Di antara tingginya gedung-gedung yang berjajar Ara menerawang jauh garis cakrawala yang terlihat dari kejauhan. Napasnya yang teratur kemudian berubah menjadi berat seiring dengan langit yang mulai mendung. Ara sampai sekarang masih meragu bahkan ketika dia sudah menetapkan mana yang harus dia pilih.
"Kamu akan tinggal di sini dalam waktu lama?"
Ara membalik tubuhnya yang masih mengenakan kemeja satin berwarna merah. Matanya menatap ke arah wanita yang duduk di sofa ruang tengah apartemen barunya. Apartemen? Rasanya Ara bahkan tidak percaya bisa tinggal sendirian seperti ini setelah perdebatan panjang dengan mama. Baik tentang pria maupun tempat tinggal. Dia hanya ingin menjauh untuk sesaat.
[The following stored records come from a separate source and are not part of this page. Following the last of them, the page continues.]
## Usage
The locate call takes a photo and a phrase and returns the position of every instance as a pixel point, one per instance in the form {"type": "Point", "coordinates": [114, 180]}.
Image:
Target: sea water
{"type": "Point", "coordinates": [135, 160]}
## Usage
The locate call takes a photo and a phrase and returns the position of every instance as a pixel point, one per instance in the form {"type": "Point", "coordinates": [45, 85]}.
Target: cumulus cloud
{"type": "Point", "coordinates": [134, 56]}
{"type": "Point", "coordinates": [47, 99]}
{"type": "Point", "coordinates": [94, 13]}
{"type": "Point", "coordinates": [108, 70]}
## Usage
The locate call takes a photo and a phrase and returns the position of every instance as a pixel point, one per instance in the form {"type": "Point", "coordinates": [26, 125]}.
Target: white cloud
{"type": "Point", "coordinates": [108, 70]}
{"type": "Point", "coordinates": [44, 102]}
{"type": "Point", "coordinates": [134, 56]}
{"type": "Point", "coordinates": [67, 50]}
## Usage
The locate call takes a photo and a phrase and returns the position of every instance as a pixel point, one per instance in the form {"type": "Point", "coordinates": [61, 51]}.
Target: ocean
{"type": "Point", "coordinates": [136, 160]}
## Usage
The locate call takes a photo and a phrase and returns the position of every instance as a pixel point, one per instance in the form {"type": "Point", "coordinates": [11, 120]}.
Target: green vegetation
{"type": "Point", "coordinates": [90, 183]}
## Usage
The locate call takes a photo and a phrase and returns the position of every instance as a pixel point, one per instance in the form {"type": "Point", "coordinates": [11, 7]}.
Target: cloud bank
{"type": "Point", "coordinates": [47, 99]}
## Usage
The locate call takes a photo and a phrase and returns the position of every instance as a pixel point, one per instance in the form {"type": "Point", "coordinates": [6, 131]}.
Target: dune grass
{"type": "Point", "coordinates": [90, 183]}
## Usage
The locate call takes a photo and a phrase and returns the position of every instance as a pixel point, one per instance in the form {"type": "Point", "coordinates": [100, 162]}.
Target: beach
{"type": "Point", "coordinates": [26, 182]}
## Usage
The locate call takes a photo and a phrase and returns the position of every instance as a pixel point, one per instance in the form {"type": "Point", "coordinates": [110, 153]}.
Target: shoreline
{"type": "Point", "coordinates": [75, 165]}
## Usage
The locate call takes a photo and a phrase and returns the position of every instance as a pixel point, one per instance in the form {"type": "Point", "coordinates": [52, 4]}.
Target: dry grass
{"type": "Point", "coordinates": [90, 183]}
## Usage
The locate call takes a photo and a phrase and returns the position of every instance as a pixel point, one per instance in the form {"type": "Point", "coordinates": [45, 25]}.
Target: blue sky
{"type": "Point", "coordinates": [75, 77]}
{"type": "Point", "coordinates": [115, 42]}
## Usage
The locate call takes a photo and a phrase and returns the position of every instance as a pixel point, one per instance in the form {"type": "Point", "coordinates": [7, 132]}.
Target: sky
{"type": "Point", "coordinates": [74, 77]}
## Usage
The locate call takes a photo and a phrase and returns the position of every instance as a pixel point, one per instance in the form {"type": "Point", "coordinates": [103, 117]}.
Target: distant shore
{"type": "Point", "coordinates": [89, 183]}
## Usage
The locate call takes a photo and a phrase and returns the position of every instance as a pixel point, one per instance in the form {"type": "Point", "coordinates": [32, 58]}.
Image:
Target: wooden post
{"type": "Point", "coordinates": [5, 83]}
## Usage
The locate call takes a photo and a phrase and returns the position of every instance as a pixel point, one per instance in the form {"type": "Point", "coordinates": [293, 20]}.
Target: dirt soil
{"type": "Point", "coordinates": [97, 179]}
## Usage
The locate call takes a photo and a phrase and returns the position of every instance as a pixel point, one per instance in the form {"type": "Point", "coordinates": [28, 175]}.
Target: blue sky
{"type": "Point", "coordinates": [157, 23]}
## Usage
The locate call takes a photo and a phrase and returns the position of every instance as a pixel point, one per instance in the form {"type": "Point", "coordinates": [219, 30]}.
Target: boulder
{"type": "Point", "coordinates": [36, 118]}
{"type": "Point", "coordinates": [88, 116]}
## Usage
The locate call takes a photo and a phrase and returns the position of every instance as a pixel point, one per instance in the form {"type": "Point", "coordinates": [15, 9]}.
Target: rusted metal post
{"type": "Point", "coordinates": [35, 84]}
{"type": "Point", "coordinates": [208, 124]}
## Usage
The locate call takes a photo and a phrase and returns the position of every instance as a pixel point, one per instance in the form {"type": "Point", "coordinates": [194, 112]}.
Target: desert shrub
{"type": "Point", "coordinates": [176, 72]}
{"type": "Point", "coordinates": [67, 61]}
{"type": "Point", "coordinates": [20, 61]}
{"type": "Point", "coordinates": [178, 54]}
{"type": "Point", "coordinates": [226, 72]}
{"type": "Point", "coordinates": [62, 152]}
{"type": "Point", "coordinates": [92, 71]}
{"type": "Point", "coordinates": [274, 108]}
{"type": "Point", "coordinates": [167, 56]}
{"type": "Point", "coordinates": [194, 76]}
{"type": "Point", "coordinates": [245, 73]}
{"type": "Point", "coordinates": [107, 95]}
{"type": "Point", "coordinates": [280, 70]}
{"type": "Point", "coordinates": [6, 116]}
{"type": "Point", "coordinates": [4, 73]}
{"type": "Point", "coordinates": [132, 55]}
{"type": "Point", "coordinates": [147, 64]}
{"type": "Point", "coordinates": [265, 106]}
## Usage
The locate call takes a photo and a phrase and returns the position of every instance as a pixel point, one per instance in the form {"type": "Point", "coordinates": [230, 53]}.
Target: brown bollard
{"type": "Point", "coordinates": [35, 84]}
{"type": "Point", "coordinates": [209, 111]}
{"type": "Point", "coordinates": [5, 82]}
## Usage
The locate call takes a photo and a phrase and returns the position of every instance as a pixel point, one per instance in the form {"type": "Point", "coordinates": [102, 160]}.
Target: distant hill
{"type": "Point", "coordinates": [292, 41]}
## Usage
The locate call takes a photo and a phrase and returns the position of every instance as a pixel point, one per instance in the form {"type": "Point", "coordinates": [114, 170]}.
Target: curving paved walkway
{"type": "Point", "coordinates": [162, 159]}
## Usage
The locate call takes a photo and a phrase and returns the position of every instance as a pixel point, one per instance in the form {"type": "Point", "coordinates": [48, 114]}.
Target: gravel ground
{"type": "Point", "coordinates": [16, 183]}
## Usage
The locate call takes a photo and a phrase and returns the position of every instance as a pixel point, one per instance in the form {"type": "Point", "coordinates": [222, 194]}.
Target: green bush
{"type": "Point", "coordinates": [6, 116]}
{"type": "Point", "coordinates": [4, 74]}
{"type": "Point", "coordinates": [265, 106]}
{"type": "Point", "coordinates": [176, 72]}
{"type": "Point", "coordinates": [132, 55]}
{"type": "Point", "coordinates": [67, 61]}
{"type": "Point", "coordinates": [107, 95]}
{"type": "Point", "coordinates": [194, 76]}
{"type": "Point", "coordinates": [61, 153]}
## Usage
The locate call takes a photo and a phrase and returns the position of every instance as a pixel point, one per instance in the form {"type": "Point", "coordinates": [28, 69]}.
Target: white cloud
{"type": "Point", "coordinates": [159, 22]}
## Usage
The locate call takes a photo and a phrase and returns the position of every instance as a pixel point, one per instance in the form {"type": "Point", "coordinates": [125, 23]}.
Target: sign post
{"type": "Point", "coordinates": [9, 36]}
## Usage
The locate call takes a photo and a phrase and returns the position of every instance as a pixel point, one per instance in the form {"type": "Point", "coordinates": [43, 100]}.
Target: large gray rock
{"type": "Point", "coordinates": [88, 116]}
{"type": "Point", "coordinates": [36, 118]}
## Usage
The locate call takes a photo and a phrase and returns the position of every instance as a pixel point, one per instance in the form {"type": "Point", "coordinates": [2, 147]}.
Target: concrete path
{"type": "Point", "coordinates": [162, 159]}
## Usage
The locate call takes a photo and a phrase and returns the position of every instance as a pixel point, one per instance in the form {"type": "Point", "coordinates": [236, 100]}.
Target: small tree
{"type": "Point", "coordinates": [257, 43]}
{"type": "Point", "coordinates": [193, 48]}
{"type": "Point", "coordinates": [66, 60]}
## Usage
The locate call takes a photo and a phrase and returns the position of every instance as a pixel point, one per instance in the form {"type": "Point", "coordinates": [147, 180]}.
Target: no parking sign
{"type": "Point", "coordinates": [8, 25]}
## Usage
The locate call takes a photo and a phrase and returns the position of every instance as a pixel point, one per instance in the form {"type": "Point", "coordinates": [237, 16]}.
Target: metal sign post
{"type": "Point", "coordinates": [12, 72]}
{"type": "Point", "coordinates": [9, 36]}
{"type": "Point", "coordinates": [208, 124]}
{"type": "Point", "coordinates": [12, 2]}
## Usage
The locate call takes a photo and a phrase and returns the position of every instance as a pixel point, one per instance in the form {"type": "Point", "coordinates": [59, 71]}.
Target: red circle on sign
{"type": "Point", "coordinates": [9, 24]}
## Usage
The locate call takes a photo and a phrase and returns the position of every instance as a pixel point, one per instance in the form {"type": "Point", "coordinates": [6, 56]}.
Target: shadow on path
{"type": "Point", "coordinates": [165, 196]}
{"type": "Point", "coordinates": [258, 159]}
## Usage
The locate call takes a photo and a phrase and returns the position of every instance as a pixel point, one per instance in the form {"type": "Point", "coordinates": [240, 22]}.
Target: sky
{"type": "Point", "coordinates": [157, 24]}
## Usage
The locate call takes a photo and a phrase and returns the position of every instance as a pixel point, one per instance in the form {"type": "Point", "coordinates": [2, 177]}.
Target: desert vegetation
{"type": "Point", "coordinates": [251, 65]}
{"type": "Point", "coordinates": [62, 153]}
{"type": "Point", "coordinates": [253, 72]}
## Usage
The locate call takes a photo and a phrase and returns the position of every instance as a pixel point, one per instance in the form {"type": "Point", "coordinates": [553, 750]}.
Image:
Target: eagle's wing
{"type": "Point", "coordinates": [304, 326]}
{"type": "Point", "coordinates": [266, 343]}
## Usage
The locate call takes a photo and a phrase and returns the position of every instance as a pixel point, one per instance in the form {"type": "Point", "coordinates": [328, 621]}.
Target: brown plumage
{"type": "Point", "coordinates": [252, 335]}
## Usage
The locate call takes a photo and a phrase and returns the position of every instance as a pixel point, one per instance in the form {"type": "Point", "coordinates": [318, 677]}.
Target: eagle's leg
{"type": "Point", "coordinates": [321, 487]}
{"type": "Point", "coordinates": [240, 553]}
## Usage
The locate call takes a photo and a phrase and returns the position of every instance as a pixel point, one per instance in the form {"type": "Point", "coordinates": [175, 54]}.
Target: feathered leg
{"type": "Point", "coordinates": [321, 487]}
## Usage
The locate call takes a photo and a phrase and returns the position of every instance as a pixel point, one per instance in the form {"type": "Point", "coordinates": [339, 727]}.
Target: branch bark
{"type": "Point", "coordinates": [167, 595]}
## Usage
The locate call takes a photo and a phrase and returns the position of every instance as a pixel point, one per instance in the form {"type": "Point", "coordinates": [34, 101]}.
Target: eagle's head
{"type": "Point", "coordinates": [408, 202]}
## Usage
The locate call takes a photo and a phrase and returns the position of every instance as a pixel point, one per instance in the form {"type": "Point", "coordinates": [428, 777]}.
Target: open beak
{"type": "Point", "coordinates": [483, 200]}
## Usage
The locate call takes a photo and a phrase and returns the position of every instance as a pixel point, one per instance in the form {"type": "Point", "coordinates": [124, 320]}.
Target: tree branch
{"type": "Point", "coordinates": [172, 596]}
"Nggak akan selamanya karena gini-gini aku masih cinta dengan tanah airku sendiri."
Wanita itu tertawa
Lalu apakah dia melarikan diri? Mungkin? Atau tidak?
"Kamu bicara seperti itu untuk menyindirku, ya?"
Ara tertawa lepas mendengar itu lantas berjalan menuju teman lama yang sekian lama hanya bisa dirindukannya. Wanita itu masih secantik dan semuda dalam ingatannya walau kenyataannya dia adalah ibu dari dua orang anak. Namanya Jennie dan kini sedang menatapnya kesal sembari terus mengikuti pergerakannya hingga menjatuhkan diri ke atas sofa empuk.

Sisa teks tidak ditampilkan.